How to press your own flowers


HOW TO PRESS YOUR OWN FLOWERS

Wouldn’t be wonderful to be able to keep and use the best blooms of your garden?
People have been pressing flowers and leaves for the longest time. The Victorians and the Japanese are known for their elaborate compositions of dried materials.

The secret is to know what flowers are best for pressing and when to pick them.

 

Great flowers to press are: small roses, Violets, Pansies, Cosmos, Delphiniums, Sweet-peas, Hydrangeas, Forget-me-nots and also leaves such as Ferns and Ivy leaves.
The easiest ones to press are flowers with single layers of thin petals and without dense centers.

You should pick up your flowers during the driest time of the day, ideally at noon.
There are different ways of pressing flowers and leaves.

Once you gathered all your plant materials, you will then select it by colour and size.
Remember that your flowers should look perfect and without any bruising.
Open your old phone book then place a layer of blotting paper on a page.

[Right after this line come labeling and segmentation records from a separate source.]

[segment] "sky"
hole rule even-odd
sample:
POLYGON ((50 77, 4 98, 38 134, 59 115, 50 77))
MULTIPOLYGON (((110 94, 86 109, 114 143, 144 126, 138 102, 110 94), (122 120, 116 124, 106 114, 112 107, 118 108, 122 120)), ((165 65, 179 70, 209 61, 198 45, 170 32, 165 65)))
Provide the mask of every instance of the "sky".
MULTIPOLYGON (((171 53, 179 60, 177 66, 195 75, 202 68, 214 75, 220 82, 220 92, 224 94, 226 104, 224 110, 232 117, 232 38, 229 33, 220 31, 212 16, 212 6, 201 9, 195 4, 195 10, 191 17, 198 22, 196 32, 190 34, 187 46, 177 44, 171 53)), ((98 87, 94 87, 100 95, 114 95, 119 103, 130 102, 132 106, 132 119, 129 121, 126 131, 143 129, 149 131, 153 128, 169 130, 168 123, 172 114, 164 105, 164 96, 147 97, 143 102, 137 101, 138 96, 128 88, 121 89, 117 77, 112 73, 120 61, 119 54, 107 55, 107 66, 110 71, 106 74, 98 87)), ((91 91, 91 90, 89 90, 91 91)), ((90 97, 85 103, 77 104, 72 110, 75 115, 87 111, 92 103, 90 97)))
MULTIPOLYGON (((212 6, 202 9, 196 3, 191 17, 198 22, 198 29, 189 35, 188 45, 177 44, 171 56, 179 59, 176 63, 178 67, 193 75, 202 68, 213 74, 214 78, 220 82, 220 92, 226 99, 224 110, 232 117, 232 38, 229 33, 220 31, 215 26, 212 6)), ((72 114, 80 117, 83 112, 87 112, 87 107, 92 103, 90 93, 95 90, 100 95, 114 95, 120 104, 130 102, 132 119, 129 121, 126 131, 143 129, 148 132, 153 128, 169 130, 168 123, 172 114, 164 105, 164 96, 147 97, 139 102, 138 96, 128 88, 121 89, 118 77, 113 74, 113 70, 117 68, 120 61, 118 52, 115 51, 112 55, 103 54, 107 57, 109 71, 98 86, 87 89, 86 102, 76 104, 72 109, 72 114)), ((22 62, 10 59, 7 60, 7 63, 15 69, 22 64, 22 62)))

Add some flowers and leaves making sure they do not touch each other.
Place another layer of blotting paper on top to cover them and close your book.
You can place some bricks on top to add more weight.

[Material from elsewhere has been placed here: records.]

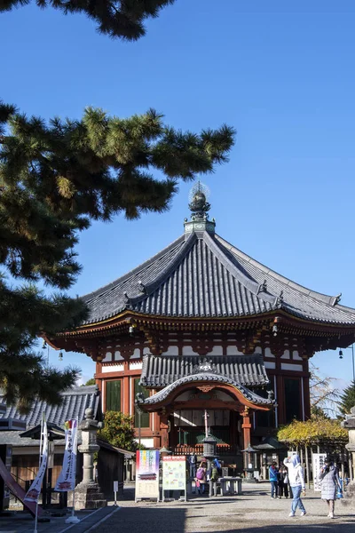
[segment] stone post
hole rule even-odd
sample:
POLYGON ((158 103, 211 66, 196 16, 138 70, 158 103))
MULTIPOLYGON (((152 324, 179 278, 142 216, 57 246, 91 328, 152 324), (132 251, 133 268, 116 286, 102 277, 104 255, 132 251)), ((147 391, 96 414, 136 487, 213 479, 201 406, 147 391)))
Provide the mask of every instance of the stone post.
POLYGON ((97 434, 102 423, 93 419, 93 410, 85 410, 85 419, 79 424, 83 457, 83 481, 75 488, 75 509, 98 509, 107 505, 99 483, 94 479, 94 453, 99 450, 97 434))
MULTIPOLYGON (((345 445, 345 448, 351 454, 351 466, 354 468, 355 465, 355 407, 351 407, 351 414, 345 415, 345 420, 342 422, 342 426, 349 431, 349 443, 345 445)), ((355 480, 352 475, 352 481, 349 483, 346 489, 344 497, 341 500, 343 504, 355 503, 355 480)))

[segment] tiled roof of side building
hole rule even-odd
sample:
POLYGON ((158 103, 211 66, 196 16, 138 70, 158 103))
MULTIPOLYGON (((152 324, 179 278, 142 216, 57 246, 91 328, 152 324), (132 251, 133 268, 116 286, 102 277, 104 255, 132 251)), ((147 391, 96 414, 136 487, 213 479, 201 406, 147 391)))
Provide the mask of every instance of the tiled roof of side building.
POLYGON ((207 231, 183 235, 115 282, 86 295, 87 324, 124 309, 166 317, 241 317, 284 309, 321 322, 354 324, 355 310, 305 289, 207 231))
MULTIPOLYGON (((35 400, 28 415, 19 413, 16 406, 9 406, 0 418, 14 418, 26 421, 28 427, 41 424, 42 413, 45 413, 48 422, 62 426, 67 420, 77 418, 83 420, 85 410, 93 410, 94 418, 100 418, 100 396, 96 385, 88 386, 75 386, 62 393, 63 402, 60 405, 48 405, 45 402, 35 400)), ((2 397, 0 396, 0 402, 2 397)))
MULTIPOLYGON (((209 356, 208 362, 220 376, 231 378, 245 386, 260 386, 269 383, 263 357, 254 355, 209 356)), ((146 387, 159 388, 177 379, 193 375, 201 364, 199 355, 176 357, 147 354, 143 358, 140 383, 146 387)))

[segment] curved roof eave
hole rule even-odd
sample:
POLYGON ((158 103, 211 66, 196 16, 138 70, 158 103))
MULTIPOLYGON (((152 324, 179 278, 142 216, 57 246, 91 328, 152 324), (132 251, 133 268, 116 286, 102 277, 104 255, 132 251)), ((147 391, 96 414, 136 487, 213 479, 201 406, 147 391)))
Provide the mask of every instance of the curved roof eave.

Traditional Pressing Flowers Methods:

You can press them using the oldest method in between books such as heavy old phone directories. Open your old phone book then place a layer of blotting paper on a page.
Add some flowers and leaves making sure they do not touch each other.
Place another layer of blotting paper on top to cover them and close your book.
You can place some bricks on top to add more weight.
You can also use a traditional flower press available at craft and garden stores.
Using these methods, you will have pressed flowers in about three to four weeks.
Keep in mind that colours won’t be as bright as they fade during the drying process.

Pressing Flowers in the Microwave:

But if you need them sooner you can press them in a microwave press and have them ready in minutes! You can find them at crafts and garden stores. This is my favorite method because flowers keep most of their colour. You will place your flowers in between the cotton sheets that come with the microwave press. And then “cook” them in short bursts starting for about 35 seconds and then for 20 seconds until dried and pressed.
A Pansy would take up to one minute to fully dry and press! That’s very fast!
The press will get very hot. Remove your pressed flowers and let it cool down.

How to store your pressed flowers:

I like storing my pressed flowers in between printing paper sheets and inside a plastic container away from the light.

Get creative with your pressed flowers:

There are so many projects where you can use your pressed flowers and leaves.
It’s a great way to share the harvest of your garden with friends and loved ones.
I love making greeting cards, notes, tags and combining them in colourful collages.
They make a great canvas for special messages you can send anytime.
Making mini-wreaths with them is one the things I enjoy the most!
But I also add my pressed flowers and leaves to Christmas ornaments, Wedding favors and invitations. And love embellishing gift packages with them, candles, coasters. The sky is the limit!
Enjoy the art of pressing flowers and leaves!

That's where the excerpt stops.